On n’ira pas dire pour autant qu’il s’agit d’un mauvais livre. C’est peut-être justement ça le plus triste de l’affaire : The Cold Six Thousand recèle des choses grandioses, une vision toujours aussi forte et personnelle, des personnages fascinants (Wayne Tedrow Jr), ainsi qu’une utilisation des matériaux documentaires absolument irréprochable (c’est si rare…). Seulement tout cela est noyé dans une espèce de déferlement narratif, de confusion presque totale qui au final fait oublier que le plus important pour Ellroy a toujours été moins ce qu’il racontait que ce qu’il fallait en déduire. Bien malin celui qui parviendra à une étude à peu près aboutie du fond tant l’aspect formel, pachydermique, l’étouffe en permanence. Un comble pour un livre si profondément idéologique.
 
Que l’on lit du coup avec un intérêt mêlé d’exaspération, et que l’on termine en se disant Ouf : il était temps. Pas sûr que c’était le but.

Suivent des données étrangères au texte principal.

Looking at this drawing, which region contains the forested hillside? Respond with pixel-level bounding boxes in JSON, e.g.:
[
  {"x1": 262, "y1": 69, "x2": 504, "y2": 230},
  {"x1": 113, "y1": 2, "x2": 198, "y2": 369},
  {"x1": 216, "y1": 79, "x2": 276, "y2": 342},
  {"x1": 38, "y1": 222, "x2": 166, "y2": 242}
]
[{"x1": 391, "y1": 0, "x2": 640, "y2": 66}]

Quand je pense qu’ American Tabloïd m’avait réconcilié avec cet auteur, m’incitant à redécouvrir son œuvre à commencer par ceux de ses livres que je n’avais pas aimés… autant dire que j’attends avec impatience une compensation en bonne et due forme. Une revanche, une vraie, avec pourquoi pas le dernier volet de la trilogie ( Blood’s a Rover ), annoncé pour cette année ? Eu égard à la haute tenue du premier tome, Ellroy doit bien ça à ses lecteurs.